# Data Processing
## 1) Get and convert the data
### SNIPS
First, download the data pre-processed by [(Goo at al, 2018)](https://www.aclweb.org/anthology/N18-2118/) from their 
[GitHub](https://github.com/MiuLab/SlotGated-SLU/tree/master/data/snips).

Then, merge files in the `train`, `valid`, `test` subdirectories to get three files : `label`, `seq.in` and `seq.out`.
```bash
git clone https://github.com/MiuLab/SlotGated-SLU/
cd SlotGated-SLU/data/snips
for f in label seq.in seq.out
do
cat train/$f valid/$f test/$f > $f
done
```

Finally, run the [process_snips.py](process_snips.py) script to convert these files to TSV format.

### TOP
First, download the data from the Facebook Dialog Corpus [website](http://fb.me/semanticparsingdialog).

Then, concatenate `train.tsv`, `eval.tsv` and `test.tsv`.

Finally, run the [process_top.py](process_top.py) script to convert the concatenate file to our TSV format.


### DSTC8

Run `download_and_preprocess_dstc8.sh`.

## 2) Remove long utterances

Run [remove_long_utterances.py](remove_long_utterances.py) to remove utterances that are too long in terms of subword 
units.

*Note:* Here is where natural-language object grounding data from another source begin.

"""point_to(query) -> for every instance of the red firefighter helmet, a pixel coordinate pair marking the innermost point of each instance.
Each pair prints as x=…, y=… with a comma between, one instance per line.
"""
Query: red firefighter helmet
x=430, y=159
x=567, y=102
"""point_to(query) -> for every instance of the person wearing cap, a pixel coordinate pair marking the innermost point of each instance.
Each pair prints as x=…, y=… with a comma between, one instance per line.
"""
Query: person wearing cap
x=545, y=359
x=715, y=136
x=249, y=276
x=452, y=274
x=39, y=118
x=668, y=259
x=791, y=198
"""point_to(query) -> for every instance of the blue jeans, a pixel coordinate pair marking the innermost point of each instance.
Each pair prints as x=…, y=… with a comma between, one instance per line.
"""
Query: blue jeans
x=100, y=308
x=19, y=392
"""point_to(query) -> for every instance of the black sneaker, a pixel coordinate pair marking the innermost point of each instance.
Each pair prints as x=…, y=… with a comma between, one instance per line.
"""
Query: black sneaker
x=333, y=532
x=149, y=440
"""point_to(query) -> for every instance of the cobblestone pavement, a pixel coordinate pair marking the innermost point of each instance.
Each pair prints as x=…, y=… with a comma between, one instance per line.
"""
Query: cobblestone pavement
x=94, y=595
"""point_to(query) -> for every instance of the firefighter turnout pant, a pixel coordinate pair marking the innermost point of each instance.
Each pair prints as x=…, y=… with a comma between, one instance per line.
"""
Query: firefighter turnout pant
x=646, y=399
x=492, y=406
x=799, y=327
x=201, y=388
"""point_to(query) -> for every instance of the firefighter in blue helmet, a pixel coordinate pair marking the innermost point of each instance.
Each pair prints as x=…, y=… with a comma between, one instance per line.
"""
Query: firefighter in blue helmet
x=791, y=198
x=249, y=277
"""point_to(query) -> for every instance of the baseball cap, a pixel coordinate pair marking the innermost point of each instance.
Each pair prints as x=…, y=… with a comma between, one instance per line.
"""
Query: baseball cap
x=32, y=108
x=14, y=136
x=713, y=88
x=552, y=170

Doing so speeds up the the training significantly while keeping most of the utterances.

## 3) Remove utterances without entities

Run [remove_all_other.py](remove_all_other.py) to remove utterances without any entities.

## 4) Splitting train, dev, test

To create the meta-partitions, run [split_train_dev_test.py](bin/split_train_dev_test.py).